Seine Gegner haben sich an ihn gewöhnt. „Ich habe keinen Grund, Herrn Mathews zu kritisieren“, sagt Gert Wlasich, der als Presse- und Umweltreferent von Schering jahrelang mit Mathews zu tun hatte und heute Leiter des Scheringianums ist, des hauseigenen Archivs und Museums. Der Herr Mathews wird ernst genommen, wird zu Streitgesprächen in die Konzernzentrale eingeladen, wo Schering sich müht, seine Vorwürfe zu entkräften.

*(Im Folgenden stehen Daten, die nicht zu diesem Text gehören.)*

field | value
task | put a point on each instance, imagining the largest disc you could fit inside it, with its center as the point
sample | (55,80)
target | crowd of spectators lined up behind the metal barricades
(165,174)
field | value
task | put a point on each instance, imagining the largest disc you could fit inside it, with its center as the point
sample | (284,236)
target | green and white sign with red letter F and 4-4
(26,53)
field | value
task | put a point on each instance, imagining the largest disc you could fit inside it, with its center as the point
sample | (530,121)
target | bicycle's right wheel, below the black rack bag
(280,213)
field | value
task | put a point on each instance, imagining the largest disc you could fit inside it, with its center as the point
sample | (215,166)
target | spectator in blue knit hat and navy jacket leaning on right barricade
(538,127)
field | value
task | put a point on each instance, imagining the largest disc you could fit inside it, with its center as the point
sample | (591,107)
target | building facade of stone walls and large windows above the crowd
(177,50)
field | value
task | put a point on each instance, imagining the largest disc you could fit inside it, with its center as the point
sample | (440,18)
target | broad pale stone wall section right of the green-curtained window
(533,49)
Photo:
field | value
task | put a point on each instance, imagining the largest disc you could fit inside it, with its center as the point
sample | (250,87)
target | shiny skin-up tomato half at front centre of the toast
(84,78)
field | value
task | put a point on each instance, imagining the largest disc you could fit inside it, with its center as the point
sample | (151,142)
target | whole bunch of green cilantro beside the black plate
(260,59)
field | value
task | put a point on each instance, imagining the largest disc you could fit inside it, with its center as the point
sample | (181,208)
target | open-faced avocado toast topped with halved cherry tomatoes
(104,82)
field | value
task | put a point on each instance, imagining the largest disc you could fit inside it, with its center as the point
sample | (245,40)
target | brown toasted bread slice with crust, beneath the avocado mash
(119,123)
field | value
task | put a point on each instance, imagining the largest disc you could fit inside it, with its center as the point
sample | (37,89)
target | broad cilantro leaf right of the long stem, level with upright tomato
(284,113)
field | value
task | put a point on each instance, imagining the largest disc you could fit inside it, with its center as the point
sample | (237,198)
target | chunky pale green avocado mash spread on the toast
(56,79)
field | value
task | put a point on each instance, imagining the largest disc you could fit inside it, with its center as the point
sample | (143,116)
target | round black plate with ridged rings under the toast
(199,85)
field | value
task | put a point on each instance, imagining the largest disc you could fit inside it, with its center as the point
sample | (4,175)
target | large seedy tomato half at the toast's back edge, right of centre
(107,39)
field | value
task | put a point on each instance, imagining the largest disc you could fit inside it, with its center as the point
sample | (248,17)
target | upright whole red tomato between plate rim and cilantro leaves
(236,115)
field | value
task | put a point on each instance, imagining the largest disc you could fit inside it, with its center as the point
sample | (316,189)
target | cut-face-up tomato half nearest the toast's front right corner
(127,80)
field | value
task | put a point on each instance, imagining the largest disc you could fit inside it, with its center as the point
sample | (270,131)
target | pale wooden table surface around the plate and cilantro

Und ab und an lässt Mathews eine Verabredung platzen. Um unberechenbar zu bleiben, so wie es sich für einen echten Guerillero gehört.
Kritik kommt von anderer Seite, von jenen, die selbst als Aktionärskritiker arbeiten, als Interessensvertretung der Privatanleger, und auf jährlich rund 800 Hauptversammlungen auftreten. In ihren Augen ist es befremdlich, sogar anmaßend, dass sich ein Verein, der sich mit lediglich 30 Großkonzernen beschäftigt, „Kritische Aktionäre“ nennt und damit den Anspruch, die legitime Stimme der Kritik zu sein, für sich okkupiert. „Herr Mathews hat sich ein ungeeignetes Feld ausgesucht für seine Ideologiekritik“, sagt Reinhild Keitel, Vorstandsmitglied der Schutzgemeinschaft der Kleinaktionäre. „Er müsste in die Politik gehen, seine Vorstellungen politisch durchzusetzen versuchen.“
Tatsächlich spielt Mathews mit diesem Gedanken. Denn es muss weitergehen. Seine Möglichkeiten als Verbandsgeschäftsführer hat Mathews ausgereizt. Noch hat er sich nicht entschieden. Nur eines ist klar: Niemals bei den Grünen. Sie, sagt Mathews, sind längst keine linke Partei mehr, nach dem Rauswurf von Jutta Ditfurth und ihresgleichen in den Achtzigerjahren gab es nach dem Kosovokrieg „die zweite Säuberungswelle“.
Säuberungswelle? Ja, sagt Mathews. Auch das ist für ihn eine Tatsache.